Okuyucuma!



Sağlam dişler, bir de sağlam mide-

Budur dileğim senin için!

Sindirebildinse kitabımı,

Barıştı demektir benimle yıldızın!



Nietzsche



İç Dökmece -1



Hani sövmek istersin de sövemezsin ya. Kırıp dökmek gelir de içinden hep mani olur kimseler, değerli eşyalar, yasaklılar… Olay mahallidir aslında bir yurt odası cinnet için. Kimse bilmez ya hani.


İçinde kopan fırtınaları dindiremez ya yollar, müzikler. Sesler, yüzler, gülüşler.
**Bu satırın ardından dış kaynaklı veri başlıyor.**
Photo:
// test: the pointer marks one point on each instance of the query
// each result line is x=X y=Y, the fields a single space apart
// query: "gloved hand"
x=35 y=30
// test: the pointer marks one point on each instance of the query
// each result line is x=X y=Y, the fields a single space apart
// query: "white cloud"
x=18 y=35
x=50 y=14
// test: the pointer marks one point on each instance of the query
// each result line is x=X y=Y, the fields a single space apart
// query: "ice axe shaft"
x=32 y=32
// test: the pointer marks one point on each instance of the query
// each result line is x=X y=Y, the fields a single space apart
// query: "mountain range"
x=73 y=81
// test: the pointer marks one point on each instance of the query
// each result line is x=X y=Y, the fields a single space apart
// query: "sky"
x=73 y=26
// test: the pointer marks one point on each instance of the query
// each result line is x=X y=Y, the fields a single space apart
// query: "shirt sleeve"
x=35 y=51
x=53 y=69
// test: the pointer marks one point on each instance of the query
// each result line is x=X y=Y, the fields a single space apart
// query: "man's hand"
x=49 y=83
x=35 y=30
Hepsini toptan katledip çekip gidesin gelir hani.


İşte o haldeyim.


Bir yurt odasında, yabancı bir şehirde, önümde bilgisayarım, içime akan gözyaşlarımla, kırgın ve de yapayalnız oturmaktayım.


Konuşabileceğim kimse yok. Burada kimsenin dili yok. Kalbi de. Kimse neden ağlayamadığımı sormuyor. Kimse ağrılarımın, acılarımın sebebini sormuyor. Bu kadar mı benciller? Bu kadar mı kimsesizim.


Her yol karanlık buralarda. Her yol soğuk. Her yol çıkmaz. İnsanlar hep solgun ve üzgün. Genel hava neden budur hep? Yollar parke taş… Kimse kimsenin umurunda değil.


Kırılgan kalbim fazla yorgun bu ara. Sevdiğim insanlar üzgün. Ben üzgün. Havalardan mıdır nedir? Anlayamıyorum.


Bulunduğum ortamlar fazla gergin belki de. Belki de insanlar fazla agresif. Belki de ben artık delirdim. Bilemiyorum. Tek bildiğim sinirli, üzgün ve yorgun olduğum. Yazı yazamadığım. Ve de midemdeki rahatsızlık.


Evime gitsem ya artık? Gelmedi mi vakti?